The Vulcan "salute" first appeared in 1967 on the Star Trek second-season opening episode, "Amok Time", and was devised by Leonard Nimoy, who portrayed the half-Vulcan character Mr. Spock on the original Star Trek television series.

A 1968 New York Times interview described the gesture as a "double-fingered version of Churchill's victory sign". Nimoy said in that interview that he "decided that the Vulcans were a "hand-oriented" people". In his 1975 autobiography I Am Not Spock, Nimoy wrote that he based it on the Jewish "Birkat kohanim", a priestly blessing performed by a Kohen with both hands, thumb to thumb in this same position, representing the Hebrew letter shin (ש), which has three upward strokes similar to the position of the thumb and fingers in the gesture. The letter Shin here stands for El Shaddai, meaning "Almighty (God)" and Shalom.

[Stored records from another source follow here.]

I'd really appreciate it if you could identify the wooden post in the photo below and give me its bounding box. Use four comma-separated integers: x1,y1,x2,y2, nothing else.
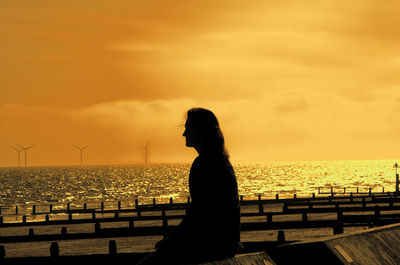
94,222,101,234
267,213,272,223
50,242,60,258
278,230,286,243
374,205,381,225
61,226,67,236
258,203,264,214
161,210,168,228
333,222,343,235
108,240,117,256
301,211,308,223
337,211,343,222
0,246,6,260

The three strokes of the letter Shin mirror the three-part structure of the Priestly Blessing itself, which consists of three verses in Numbers 6:24–26:

- "May the Lord bless you and protect you."
- "May the Lord make His face shine upon you and be gracious to you."
- "May the Lord lift up His countenance toward you and grant you peace."

— Numbers 6:24–26

The letter Shin also represents Shekhinah, the feminine aspect of the Divine Presence. According to Jewish tradition, during the Priestly Blessing, the Shekhinah would shine through the windows formed by the priests' fingers. This is why it was traditionally forbidden for the congregation to look at the priests' hands during the ceremony; it was believed that seeing the Divine Presence directly could lead to blindness or spiritual overwhelm. Nimoy famously mentioned in interviews that as a child his grandfather took him to an Orthodox synagogue, where he peeked and saw the blessing performed and was impressed by it.

The gesture is known for being difficult for certain people to do properly without practice or the covert pre-positioning of the fingers. Actors on the original show reportedly had to position their fingers off-screen with the other hand before raising their hand into frame. This difficulty may stem from variations in individuals' manual dexterity. It is parodied in the 1996 motion picture Star Trek: First Contact when Zefram Cochrane, upon meeting a Vulcan for the first time in human history, is unable to return the gesture and instead shakes the Vulcan's hand.

Others often greeted Nimoy with the Vulcan sign, which became so well known that in June 2014 its emoji character was added to the Unicode Standard in version 7.0 as .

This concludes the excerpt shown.